5. Aux termes du premier alinéa de l'article L. 911-1 du code de justice administrative : " Lorsque sa décision implique nécessairement qu'une personne morale de droit public ou un organisme de droit privé chargé de la gestion d'un service public prenne une mesure d'exécution dans un sens déterminé, la juridiction, saisie de conclusions en ce sens, prescrit, par la même décision, cette mesure assortie, le cas échéant, d'un délai d'exécution. ".

6. L'exécution du présent jugement implique nécessairement, eu égard à ses motifs, par application des dispositions législatives précitées, qu'il soit enjoint au préfet du Val-d'Oise, ou au préfet territorialement compétent, de délivrer à M. F une carte de séjour temporaire portant la mention " vie privée et familiale ". Il y a lieu de fixer au préfet du Val-d'Oise, ou au préfet territorialement compétent, un délai d'un mois à compter de la notification du présent jugement pour procéder à la délivrance de ce titre.

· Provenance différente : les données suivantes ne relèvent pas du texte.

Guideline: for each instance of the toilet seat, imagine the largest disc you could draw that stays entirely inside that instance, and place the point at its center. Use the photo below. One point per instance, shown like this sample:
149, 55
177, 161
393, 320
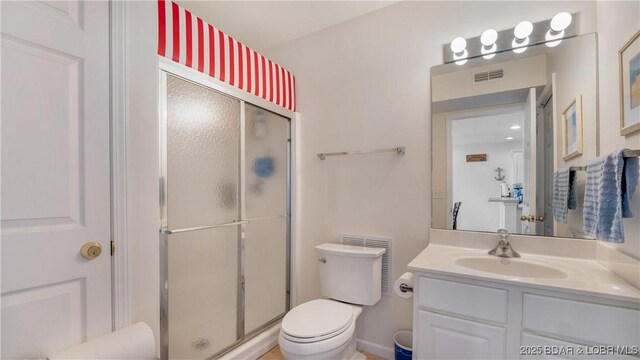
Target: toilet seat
316, 320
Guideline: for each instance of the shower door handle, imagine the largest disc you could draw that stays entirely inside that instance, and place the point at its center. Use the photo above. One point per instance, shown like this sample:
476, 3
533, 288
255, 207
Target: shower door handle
165, 231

Sur les conclusions aux fins d'application des dispositions des articles L. 761-1 du code de justice administrative et 37 de la loi du 10 juillet 1991 relative à l'aide juridique :

7. Il y a lieu, dans les circonstances de l'espèce, de mettre à la charge de l'État le versement à l'avocate de M. F d'une somme de 1 000 (mille) euros au titre des dispositions des articles L. 761-1 du code de justice administrative et 37 de la loi n° 91-647 du 10 juillet 1991 relative à l'aide juridique, sous réserve que Me Benitez renonce à percevoir la somme correspondant à la part contributive de l'État.

D É C I D E :

Article 1er : L'arrêté du préfet du Val-d'Oise en date du 4 juin 2021, susvisé, est annulé.

Article 2 : Il est enjoint au préfet du Val-d'Oise, ou au préfet territorialement compétent, de délivrer à M. F une carte de séjour temporaire portant la mention " vie privée et familiale ", dans le délai d'un mois à compter de la notification du présent jugement.

Article 3 : Sous la réserve mentionnée au dernier point du présent jugement, l'État versera à Me Benitez, avocate de M. F, la somme de 1 000 euros au titre des articles L. 761-1 du code de justice administrative et 37 de la loi n° 91-647 du 10 juillet 1991 relative à l'aide juridique.

Article 4 : Le surplus des conclusions de la requête de M. F est rejeté.

Article 5 : Le présent jugement sera notifié à M. G F et au préfet du Val-d'Oise.

Délibéré après l'audience du 23 juin 2022 à laquelle siégeaient :

M. Kelfani, président, M. B et M. D, premiers conseillers.

Rendu public par mise à disposition au greffe le 21 juillet 2022.

Le rapporteur,

Signé

K. KELFANI

L'assesseur le plus ancien dans l'ordre du tableau,

Signé

F.-X. BLa greffière,

Signé

A. CHANSON

La République mande et ordonne au préfet du Val-d'Oise, ou au préfet territorialement compétent, en ce qui le concerne ou à tous commissaires de justice à ce requis en ce qui concerne les voies de droit commun contre les parties privées, de pourvoir à l'exécution de la présente décision.